Just as in 1848 the extensive land campaigns of the Napoleonic Wars and the other conflicts of the pre-Victorian era were recognised by the issue of the Miltary General Service Medal, those serving in the Navy at the time were recognised with the Naval General Service Medal. As with the Army equivalent and the East India Company's related award, many of the battles for which the medal was awarded had been fought so long ago that few if any claimants survived.
In addition, bars were awarded for many actions whose significance and size were, despite the heroism displayed by those involved, relatively minor. The result was that many of the bars were issued in tiny numbers, with some combinations all but unique, and the medals command a very high price among collectors because of this rarity and individuality. This in turn, along with the manufacture in most cases of more bars than were eventually issued, has led to the `improvement' of many common awards where recipients' names are shared with those present at `rarer' battles. The medal also shares with the Military General Service and Army of India Medals the oddity that Queen Victoria, whose portrait they bear, was not the ruler under whom the battles for which it was awarded were fought.
Some of the actions for which the NGSM was awarded were fought not from ships, but from ships' boats, combats which could on occasions be no less dangerous or destructive than ship-to-ship battles. The last and largest of these encounters that the NGSM's award recognised involved more than a thousand men, and was fought off New Orleans on 14 December 1814. Before the town could be assaulted by the Royal Navy and its Marines the guardships had to be destroyed.

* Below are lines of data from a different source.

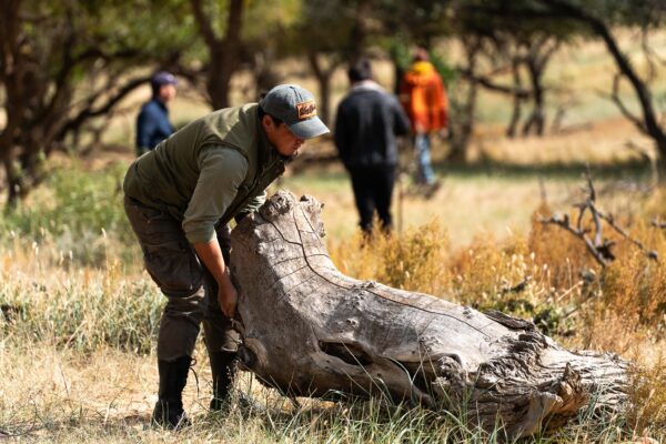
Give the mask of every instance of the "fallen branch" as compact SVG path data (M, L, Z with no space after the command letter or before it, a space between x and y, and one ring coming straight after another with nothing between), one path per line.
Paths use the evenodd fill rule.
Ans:
M539 222L544 224L558 225L572 233L573 235L575 235L576 238L581 239L585 243L585 248L592 254L595 261L604 268L608 265L609 262L615 260L615 254L610 251L610 249L615 245L615 242L603 238L602 221L605 221L616 233L618 233L624 239L629 241L633 245L638 248L643 253L645 253L647 258L657 261L658 254L656 251L647 250L640 241L632 238L623 228L620 228L615 222L615 219L612 214L606 214L596 206L597 193L594 186L594 182L592 180L592 174L589 173L589 168L585 172L585 175L588 195L584 202L574 204L574 208L578 209L576 224L571 224L568 214L565 214L564 216L555 214L547 219L541 218ZM586 212L589 212L589 214L592 215L592 221L594 223L594 239L589 238L589 230L583 226L583 221Z
M322 205L273 195L232 233L239 355L287 396L385 396L464 414L511 438L562 425L591 400L624 408L628 363L568 351L532 322L343 275ZM525 282L526 284L526 282Z

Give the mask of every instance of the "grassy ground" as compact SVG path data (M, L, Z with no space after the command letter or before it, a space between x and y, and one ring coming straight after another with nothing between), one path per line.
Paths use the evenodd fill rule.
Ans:
M351 185L339 164L319 164L304 155L293 165L301 172L287 174L270 190L287 188L325 204L327 245L347 274L539 319L539 326L568 347L612 351L640 365L630 393L635 404L627 412L603 418L582 412L566 427L533 442L650 442L640 441L644 436L666 441L663 260L648 261L606 229L605 234L618 241L618 259L601 270L578 240L535 219L537 212L567 213L584 198L582 172L589 162L599 205L633 236L666 256L666 233L649 225L654 218L666 219L665 191L646 192L649 168L626 149L627 141L645 144L645 139L594 92L609 81L608 65L603 48L595 44L558 56L551 81L571 83L573 95L581 99L572 104L566 123L589 124L545 139L501 137L506 102L484 95L482 124L471 152L474 162L444 164L447 148L437 143L435 167L442 189L426 200L411 194L410 181L403 178L394 204L401 235L380 240L373 249L360 246ZM381 72L389 84L384 72L390 70ZM344 80L336 79L335 91L341 94ZM144 93L132 98L134 105ZM236 95L240 100L242 94ZM205 111L186 92L173 104L176 122ZM20 212L0 218L0 440L497 441L498 435L468 430L460 412L400 410L379 401L299 400L301 405L294 406L249 374L242 375L238 389L253 393L269 411L244 414L234 405L229 415L210 415L205 408L210 372L201 344L196 377L190 373L185 392L194 426L180 433L149 427L157 397L154 335L163 299L141 270L120 206L119 183L132 159L132 130L133 114L118 118L108 135L119 149L81 162L62 159L63 169ZM310 149L332 151L326 141ZM403 165L408 158L405 154ZM526 275L532 281L523 293L504 296Z

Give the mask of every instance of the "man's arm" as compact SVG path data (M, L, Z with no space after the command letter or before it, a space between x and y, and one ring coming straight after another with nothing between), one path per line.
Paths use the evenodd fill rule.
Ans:
M222 249L220 249L218 239L213 239L210 242L196 242L193 245L196 255L211 272L215 282L218 282L218 302L220 303L220 309L222 309L222 312L228 317L233 317L239 295L231 282L229 268L224 263Z
M248 161L235 150L211 147L199 159L201 173L184 214L183 231L205 268L218 282L220 307L233 316L238 294L215 234L214 225L223 216L248 172Z

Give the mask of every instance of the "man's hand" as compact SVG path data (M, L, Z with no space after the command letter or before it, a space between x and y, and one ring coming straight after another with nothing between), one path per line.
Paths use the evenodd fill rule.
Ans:
M239 294L231 282L229 269L224 263L224 256L222 255L218 239L215 238L210 242L195 243L194 250L196 251L199 259L201 259L205 268L215 279L215 282L218 282L218 302L220 303L222 313L228 317L233 319L235 306L239 302Z
M218 291L218 302L220 303L220 309L222 309L222 313L229 319L233 319L235 314L235 307L239 302L239 293L233 286L229 274L225 274L226 279L223 282L218 282L219 291Z

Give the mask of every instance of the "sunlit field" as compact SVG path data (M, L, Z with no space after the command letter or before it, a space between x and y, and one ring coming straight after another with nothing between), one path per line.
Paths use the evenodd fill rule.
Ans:
M601 75L599 64L589 63L602 53L586 46L581 71L555 70L552 80L586 70ZM561 57L583 58L581 52ZM296 71L290 69L285 75ZM582 77L576 88L601 84L595 75ZM344 77L335 79L339 98ZM246 100L243 91L239 87L234 100ZM612 104L589 94L573 105L571 131L516 140L501 134L504 102L484 97L484 120L467 165L444 162L447 142L436 142L442 188L430 199L414 192L405 145L389 238L377 233L367 241L359 233L349 179L337 162L325 160L333 152L330 140L306 148L269 193L284 188L324 203L326 244L345 274L501 310L535 322L566 347L617 353L636 364L625 412L599 416L584 410L564 428L531 442L665 442L666 230L657 225L666 221L666 190L655 185L649 161L627 148L628 141L646 145L646 140ZM173 110L176 123L206 112L186 91ZM581 125L591 117L596 120ZM0 216L0 441L503 442L501 426L491 434L468 427L466 412L430 412L385 400L287 400L249 373L241 373L236 390L252 394L265 411L234 403L229 414L210 414L203 343L185 390L193 425L180 432L151 427L164 300L142 270L122 211L132 119L127 113L112 122L107 149L85 159L56 159L50 179L16 213ZM604 236L616 241L616 259L605 268L579 239L542 223L556 213L575 219L573 205L587 196L586 164L597 206L630 238L604 226ZM594 229L591 220L584 223Z

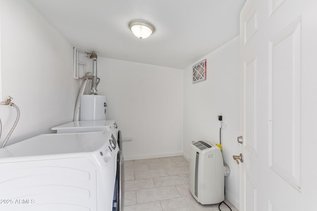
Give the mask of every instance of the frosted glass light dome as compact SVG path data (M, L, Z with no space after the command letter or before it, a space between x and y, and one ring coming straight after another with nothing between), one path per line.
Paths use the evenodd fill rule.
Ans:
M145 39L148 38L155 31L155 28L147 21L135 20L129 23L129 27L138 38Z

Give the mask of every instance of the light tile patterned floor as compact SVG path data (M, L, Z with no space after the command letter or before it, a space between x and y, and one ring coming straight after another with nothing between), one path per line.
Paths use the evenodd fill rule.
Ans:
M188 162L182 156L124 162L124 211L217 211L218 205L202 205L188 187ZM232 211L238 211L225 202ZM222 211L230 211L223 204Z

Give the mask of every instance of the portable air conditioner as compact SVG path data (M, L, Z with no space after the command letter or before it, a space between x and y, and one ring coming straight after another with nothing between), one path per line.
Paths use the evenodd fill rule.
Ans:
M217 146L203 141L192 144L189 190L202 205L217 204L224 200L223 161Z

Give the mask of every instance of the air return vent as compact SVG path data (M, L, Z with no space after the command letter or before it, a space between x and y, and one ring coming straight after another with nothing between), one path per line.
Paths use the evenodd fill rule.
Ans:
M206 65L205 59L193 66L193 84L206 80Z

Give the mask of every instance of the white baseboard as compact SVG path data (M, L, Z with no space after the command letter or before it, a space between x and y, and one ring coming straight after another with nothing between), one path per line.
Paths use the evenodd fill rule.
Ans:
M230 202L230 203L232 204L237 210L239 210L240 207L240 202L239 201L239 199L237 199L235 198L233 196L232 196L230 193L227 193L226 191L225 198Z
M183 152L170 152L168 153L157 154L155 155L140 155L123 156L125 161L133 161L135 160L148 159L151 158L164 158L165 157L180 156L183 155ZM184 156L185 157L185 156ZM187 159L187 158L185 157Z
M183 153L183 157L184 157L187 160L187 161L189 162L189 156Z

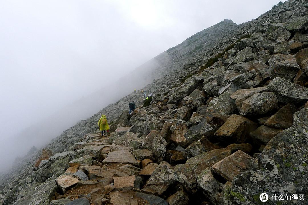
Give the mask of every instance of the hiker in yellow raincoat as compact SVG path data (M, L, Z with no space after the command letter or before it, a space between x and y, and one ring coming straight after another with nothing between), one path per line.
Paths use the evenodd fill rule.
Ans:
M109 126L106 115L102 115L102 117L98 121L98 126L99 126L99 130L102 130L102 136L106 135L106 130L109 130Z

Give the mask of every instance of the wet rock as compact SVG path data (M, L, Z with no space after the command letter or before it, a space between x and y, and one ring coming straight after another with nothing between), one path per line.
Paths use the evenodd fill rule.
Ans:
M35 161L34 167L38 167L41 163L41 161L44 160L49 159L49 157L53 155L52 151L47 148L44 148L42 150L42 154L38 159Z
M188 128L185 124L185 121L180 119L174 120L170 122L171 126L170 130L172 131L170 140L177 145L185 146L187 143L184 134Z
M127 174L130 176L136 175L141 171L141 169L130 164L125 164L120 168L121 172Z
M270 140L278 134L282 130L261 125L250 133L250 136L259 144L266 145Z
M168 203L163 199L152 194L148 194L141 192L137 192L136 193L135 195L136 196L143 199L148 201L150 205L151 204L168 205Z
M151 191L161 195L175 181L173 168L168 163L162 162L155 169L142 190Z
M73 175L74 177L75 177L77 179L81 180L86 181L89 180L88 176L82 170L79 170Z
M109 132L114 132L118 127L125 127L128 122L128 113L127 111L122 111L118 118L109 126Z
M308 126L308 108L304 108L293 115L294 126Z
M266 86L267 91L275 93L278 101L285 103L304 103L308 100L308 88L277 77Z
M158 165L156 163L151 163L148 164L139 173L140 175L150 176Z
M79 167L80 166L91 166L92 157L90 155L85 155L80 157L73 160L70 162L70 167L77 166Z
M219 148L210 142L207 137L202 136L200 139L190 144L185 149L187 158L195 157L208 151Z
M296 75L300 67L296 59L291 55L274 54L269 60L270 67L261 72L263 78L283 77L290 81Z
M56 180L59 188L63 193L73 186L75 186L79 180L69 176L62 175Z
M238 100L238 98L237 100ZM237 106L241 115L251 115L267 113L274 109L278 102L273 92L256 93L241 103L237 103Z
M292 127L272 139L249 169L234 178L233 202L257 204L265 190L278 196L305 194L308 186L304 157L308 154L307 130L306 127ZM270 198L268 201L275 203Z
M250 156L239 150L217 162L211 168L232 182L237 175L248 170L253 160Z
M135 188L140 188L140 183L142 179L136 175L123 177L113 177L113 186L116 191L129 191Z
M146 159L149 159L151 160L155 159L152 152L148 149L136 149L132 151L132 153L137 160L143 160Z
M293 114L298 109L293 103L288 103L264 122L264 125L280 129L288 128L293 124Z
M218 128L214 135L226 142L245 143L250 138L249 133L257 127L256 123L234 114Z
M189 197L182 188L168 197L166 201L169 205L187 205L189 203Z
M90 203L87 198L84 197L73 200L66 205L90 205Z
M136 134L132 132L127 132L114 140L116 145L122 145L126 147L132 147L137 149L141 148L143 142L142 139L138 138Z
M125 163L137 165L137 161L135 157L127 149L111 152L108 153L107 158L103 161L103 164L108 163Z
M198 175L197 180L198 186L213 204L223 204L224 185L214 178L209 168L207 168Z
M207 114L219 113L226 115L233 114L236 106L235 101L230 98L231 95L231 94L227 91L211 100L209 103Z

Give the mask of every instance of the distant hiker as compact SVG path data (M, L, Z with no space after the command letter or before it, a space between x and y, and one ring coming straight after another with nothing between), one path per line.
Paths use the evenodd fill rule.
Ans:
M136 109L136 106L135 104L135 101L133 100L129 103L129 114L131 114L131 112L132 111L134 112L134 110Z
M99 130L102 130L102 136L106 135L106 130L109 130L109 126L106 115L102 115L102 117L98 121L98 126L99 126Z

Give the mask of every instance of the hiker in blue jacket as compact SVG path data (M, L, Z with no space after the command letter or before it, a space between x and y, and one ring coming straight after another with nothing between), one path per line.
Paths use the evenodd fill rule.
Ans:
M129 103L129 114L131 114L131 112L132 111L134 112L134 110L136 109L136 106L135 104L135 101L133 100Z

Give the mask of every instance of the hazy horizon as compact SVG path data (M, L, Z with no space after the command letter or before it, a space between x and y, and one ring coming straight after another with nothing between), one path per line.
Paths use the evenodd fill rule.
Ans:
M122 90L112 96L119 99L130 92L115 82L141 64L225 19L251 21L279 1L2 1L0 170L35 145L10 150L14 136L103 87ZM107 97L100 109L85 103L75 120L61 116L68 126L34 136L37 144L114 102Z

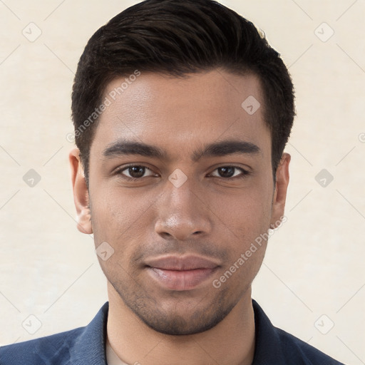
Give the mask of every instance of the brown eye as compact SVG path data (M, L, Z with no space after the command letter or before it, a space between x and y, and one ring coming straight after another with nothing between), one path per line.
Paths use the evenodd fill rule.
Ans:
M149 173L148 175L145 175L147 173ZM148 168L139 165L128 166L123 170L120 170L118 173L131 179L140 179L145 176L153 176L154 175Z
M217 171L217 175L214 173ZM244 178L250 173L245 170L236 166L222 166L216 168L212 175L217 178Z

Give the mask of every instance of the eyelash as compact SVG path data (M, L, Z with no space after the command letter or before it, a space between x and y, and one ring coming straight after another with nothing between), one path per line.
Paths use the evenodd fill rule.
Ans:
M127 166L124 166L123 168L117 170L115 171L115 174L123 175L123 178L125 178L125 179L128 180L128 181L140 181L143 178L143 177L142 177L142 178L130 178L129 176L126 176L125 175L123 174L123 172L125 171L125 170L128 170L130 168L135 168L135 167L145 168L148 170L150 170L150 171L152 171L152 170L150 168L149 168L148 166L145 166L144 165L128 165ZM235 165L225 165L222 166L219 166L219 167L216 168L213 170L213 172L215 171L216 170L217 170L219 168L233 168L235 169L240 170L242 174L238 176L234 176L234 177L231 177L231 178L222 178L222 177L219 177L219 176L213 176L213 178L217 178L218 179L222 179L222 180L236 180L236 179L242 179L251 174L251 172L247 171L247 170L245 170L242 168L240 168L238 166L235 166Z

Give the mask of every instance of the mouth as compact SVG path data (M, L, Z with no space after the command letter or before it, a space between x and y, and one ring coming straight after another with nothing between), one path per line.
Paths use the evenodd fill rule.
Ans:
M165 256L146 262L150 277L163 287L175 291L190 290L202 285L220 267L198 256Z

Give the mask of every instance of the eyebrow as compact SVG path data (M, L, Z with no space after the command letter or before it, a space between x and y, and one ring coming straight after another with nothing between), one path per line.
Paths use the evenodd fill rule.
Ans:
M191 159L197 162L202 158L225 156L227 155L257 155L261 149L251 142L240 140L226 140L209 143L192 153ZM168 159L168 154L159 147L153 146L138 141L118 140L109 145L103 151L103 155L106 159L118 156L139 155L153 157L160 160Z

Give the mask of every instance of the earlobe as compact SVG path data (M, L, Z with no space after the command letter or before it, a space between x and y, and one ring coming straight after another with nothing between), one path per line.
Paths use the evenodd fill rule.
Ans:
M81 233L91 235L93 233L93 227L91 220L89 195L78 148L75 148L70 151L68 160L71 169L73 201L76 208L77 228Z
M270 226L278 225L280 218L284 215L287 190L289 184L289 164L291 156L289 153L283 153L277 169L275 190L272 200L272 219Z

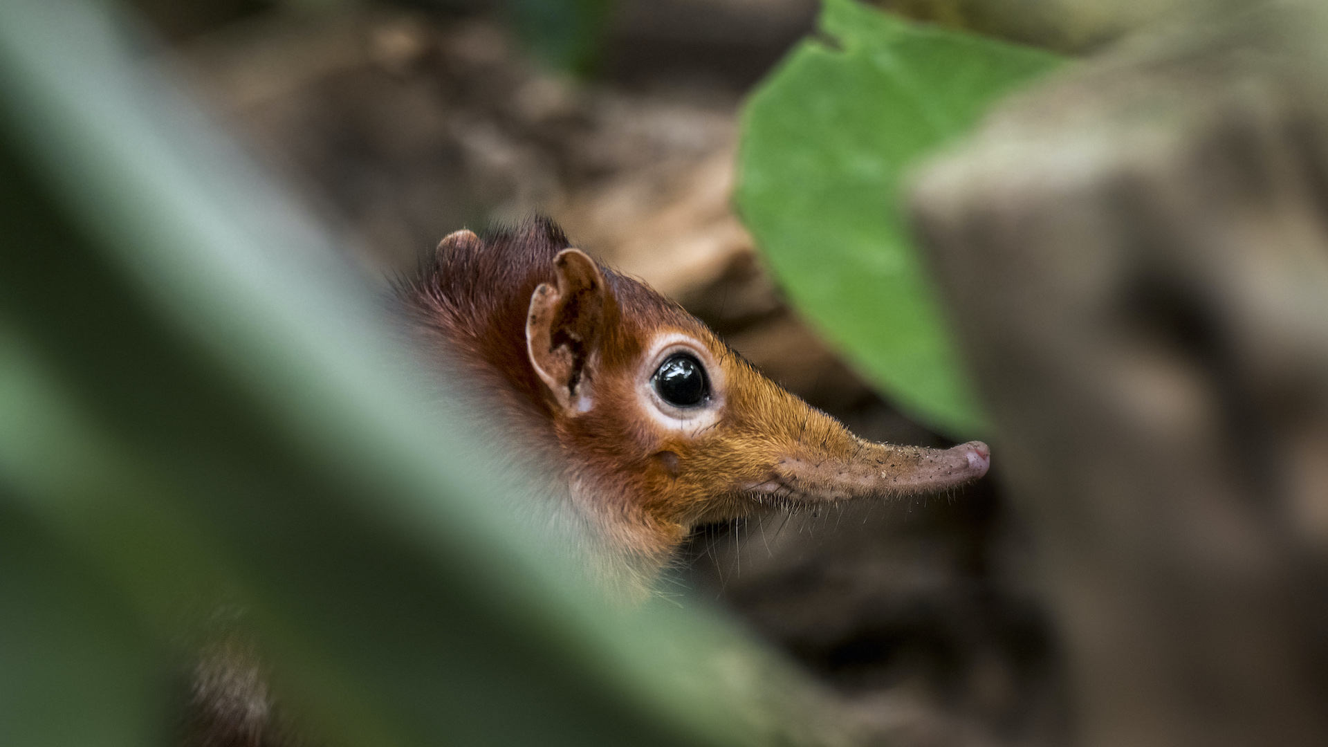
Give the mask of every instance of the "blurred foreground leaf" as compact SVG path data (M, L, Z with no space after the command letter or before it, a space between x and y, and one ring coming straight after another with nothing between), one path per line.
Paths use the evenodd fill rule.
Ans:
M578 582L336 242L127 39L0 3L4 744L145 743L219 601L329 744L851 743L734 630Z
M903 409L987 429L899 207L900 177L1060 58L826 0L748 104L737 203L798 308Z

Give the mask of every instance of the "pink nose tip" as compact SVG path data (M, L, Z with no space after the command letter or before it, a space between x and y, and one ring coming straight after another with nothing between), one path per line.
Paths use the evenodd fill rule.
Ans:
M981 441L968 441L960 448L965 449L967 453L964 456L968 457L968 467L972 468L977 477L987 475L987 469L992 465L991 448Z

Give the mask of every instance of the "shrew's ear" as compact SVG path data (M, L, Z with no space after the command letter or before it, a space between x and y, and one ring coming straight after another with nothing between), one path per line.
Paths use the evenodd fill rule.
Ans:
M526 351L535 372L568 415L591 408L590 359L603 335L610 291L595 261L576 249L554 259L558 287L542 283L530 296Z

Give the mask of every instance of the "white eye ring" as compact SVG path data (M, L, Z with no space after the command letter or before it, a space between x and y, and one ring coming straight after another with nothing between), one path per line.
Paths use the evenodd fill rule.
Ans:
M655 388L655 372L665 360L677 354L696 358L709 380L709 396L692 407L669 404ZM724 411L724 368L710 355L710 350L696 338L683 332L664 332L655 338L645 355L641 356L641 367L636 376L637 400L651 421L667 431L681 432L685 436L696 436L718 421L720 413Z

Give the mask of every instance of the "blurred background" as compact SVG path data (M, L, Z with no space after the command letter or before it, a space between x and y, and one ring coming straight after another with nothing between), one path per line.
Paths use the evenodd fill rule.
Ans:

A force of boats despatched from 16 different Navy warships were able to capture one of the enemy vessels and take it over, and with its aid destroyed the other four. The British assault was ultimately unsuccessful and led to the opening of peace negotiations, but the naval attack is still a memorable triumph for a force working from rowing boats.
This medal was awarded to Midshipman Francis Dornford: it does not record in which ship's boat he served. The Medals Roll confirms the award of the piece to him, although on it his name has been officially corrected from the initial engraving of it as `Durnford'. Lester Watson purchased the medal from the London dealers Baldwin at some point before 1928; they had it from a Glendining auction of October 1925.